Dear Neil: I am interested in your views of people staying in contact with their ex’s while in a new relationship. I have been dating a man for 5 months, and he believes it is fine to stay in contact and visit occasionally with his ex-partners. He says they are now “friends.”
I feel that once people have had an intimate/sexual relationship with each other, there will always be that “special” connection, and it has no place in a new relationship. I do not consider myself a jealous person, but I feel hurt and insecure knowing that he would like to spend time with someone he was obviously attracted to before. Am I wrong?
Feeling Insecure in New Zealand
Dear Insecure: There is nothing wrong with staying in contact with an ex-partner/spouse/lover. Some people are lucky enough to remain friends with someone who they were once emotionally and sexually involved with, but who now are counted as non-romantic friends that they share a past with. Keeping such friends can ground us, because they remind us of who we once were, and ex-partner’s of ours may have some keen insights into our personalities, abilities, tendencies and temperament.

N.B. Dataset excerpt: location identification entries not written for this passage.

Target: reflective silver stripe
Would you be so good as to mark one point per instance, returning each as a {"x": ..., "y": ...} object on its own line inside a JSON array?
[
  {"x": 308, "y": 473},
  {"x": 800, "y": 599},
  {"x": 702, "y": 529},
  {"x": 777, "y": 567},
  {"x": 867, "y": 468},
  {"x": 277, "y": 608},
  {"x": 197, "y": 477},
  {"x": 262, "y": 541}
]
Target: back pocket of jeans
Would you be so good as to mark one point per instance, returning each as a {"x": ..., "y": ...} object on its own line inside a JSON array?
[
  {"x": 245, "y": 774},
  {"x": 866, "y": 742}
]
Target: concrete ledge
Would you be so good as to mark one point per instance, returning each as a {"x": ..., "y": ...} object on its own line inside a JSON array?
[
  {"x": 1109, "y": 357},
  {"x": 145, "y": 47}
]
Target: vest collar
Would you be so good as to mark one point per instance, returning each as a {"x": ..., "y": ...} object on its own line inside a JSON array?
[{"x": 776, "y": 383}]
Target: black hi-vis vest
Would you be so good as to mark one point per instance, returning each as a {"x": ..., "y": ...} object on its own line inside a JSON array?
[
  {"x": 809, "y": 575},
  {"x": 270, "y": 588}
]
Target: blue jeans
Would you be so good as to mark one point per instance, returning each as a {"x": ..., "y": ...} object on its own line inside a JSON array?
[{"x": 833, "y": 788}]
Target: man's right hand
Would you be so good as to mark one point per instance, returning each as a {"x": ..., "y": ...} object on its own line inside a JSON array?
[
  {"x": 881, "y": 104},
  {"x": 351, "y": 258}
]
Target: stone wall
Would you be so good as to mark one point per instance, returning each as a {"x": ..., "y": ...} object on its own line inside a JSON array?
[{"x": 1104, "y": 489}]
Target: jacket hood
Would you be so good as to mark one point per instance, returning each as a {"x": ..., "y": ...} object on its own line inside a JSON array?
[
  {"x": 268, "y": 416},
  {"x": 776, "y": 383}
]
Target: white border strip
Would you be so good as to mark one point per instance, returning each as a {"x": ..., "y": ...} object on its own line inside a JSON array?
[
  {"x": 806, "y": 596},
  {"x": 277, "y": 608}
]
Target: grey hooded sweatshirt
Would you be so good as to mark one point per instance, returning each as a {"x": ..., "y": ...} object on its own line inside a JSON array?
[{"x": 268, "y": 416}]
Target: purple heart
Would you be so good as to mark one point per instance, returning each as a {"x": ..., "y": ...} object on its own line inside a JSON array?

But threatening a current relationship is not wise if the goal is to explore a possible future together. A relationship cannot stabilize if it is always feeling insecure, and it will never get to feeling “normal” if you can’t trust that he will give up other romantic possibilities in order to keep you. And that’s what it sounds like you are fearful of—that he will keep all his romantic/sexual options open, and therefore will not commit to you.
So although it is not wrong to stay in contact with previous lovers, it can also threaten a new relationship. On the one hand, your boyfriend may not want to lose contact with ex-lovers he still feels a connection with. But on the other hand, you don’t feel safe and secure with him, knowing that he is maintaining these previous relationships. Such a dilemma, if not resolved, could easily turn into a trust issue that could sabotage trust and goodwill in your relationship.
I could see you asking him to take a break from his ex-lovers while the two of you are exploring a possible deeper relationship with each other. For arguments sake, let’s say you ask him to discontinue those other relationships for a year. At the end of that year, assuming the two of you are more stable, perhaps he could invite his ex’s and you to all get together so that you could meet each other. The goal would be to give your new relationship some time to gain stability and security before his ex’s are put in the mix.
It is not unreasonable for you to ask for what you need in order to feel safe and secure, and the man who refuses such a request might be saying that he doesn’t foresee a future with you, or that he feels more connected with his ex’s than he does with you. It is also reasonable for him to want to keep long-standing friends even though he has entered a relationship with you.
It speaks volumes about how attached and committed we are when we are willing to make important to us what is important to our partners. Perhaps both of you can do so for each other. He could assist your relationship in stabilizing and feeling secure and committed, and you could then allow him his old “friends.”